"Where Are You Going, Where Have You Been?" is a story that deals about a little girl named Connie who comes to realize the evils of the world. Connie is a young woman who has not suffered or experienced the troubles of growing up. At the beginning of the story we deal with the sweet innocence of a child who undergoes the thrills of life as she gets out into the world. "Where Are You Going, Where Have You Been?" presents a metaphor of young innocence in Connie as she struggles to define a personal identity in the face of opposition, even in the face of being raped and possibly murdered.
The story is based on an article in Life magazine about a Tucson, Arizona, murder. "Where Are You Going, Where Have You Been?" deals with the attempts of a young woman who is inexperience. This is proved in the first paragraph and is shown by the comparison of Connie and her mother.
Checking other people's faces to make sure her own was all right. Her mother, who noticed everything and knew everything and hadn't much reason any longer to look at her own face, always scolded Connie about it. "Stop gawking at yourself, who are you?

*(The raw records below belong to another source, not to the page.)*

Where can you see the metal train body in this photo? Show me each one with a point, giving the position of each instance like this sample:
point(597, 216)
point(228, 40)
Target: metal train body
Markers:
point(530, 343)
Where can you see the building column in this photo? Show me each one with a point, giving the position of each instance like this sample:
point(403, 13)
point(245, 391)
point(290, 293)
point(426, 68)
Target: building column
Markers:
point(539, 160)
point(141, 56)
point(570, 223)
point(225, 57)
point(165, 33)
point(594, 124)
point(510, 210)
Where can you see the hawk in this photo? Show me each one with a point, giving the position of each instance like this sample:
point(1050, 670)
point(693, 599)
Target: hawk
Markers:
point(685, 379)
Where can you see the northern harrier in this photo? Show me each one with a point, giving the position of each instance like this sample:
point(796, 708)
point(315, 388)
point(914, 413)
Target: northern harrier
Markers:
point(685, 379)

You think you"re so pretty? (Oates 499) .
This passage perfectly depicts how her mother has grown up from once admiring her own face just like Connie, and by growing up has put those childish things aside. You also hear the question, "Who are you?" in a sense that the Connie has yet to deveop your own personality.
Joyce Carol Oates tells "Where Are You Going, Where Have You Been?" from a 3nd point of view. This allows the readers to hear and see what Connie is feeling. As Connie develops throughout the story we can see and feel what she is going through. Oates" "Where Are You Going, Where Have You Been?" is very descriptive and reads like a movie in one's mind. Every event, every sound, every scene is crystal clear. As in every good book (or short story in this case) the characters become alive in our heads and help us to understand the nature of the story.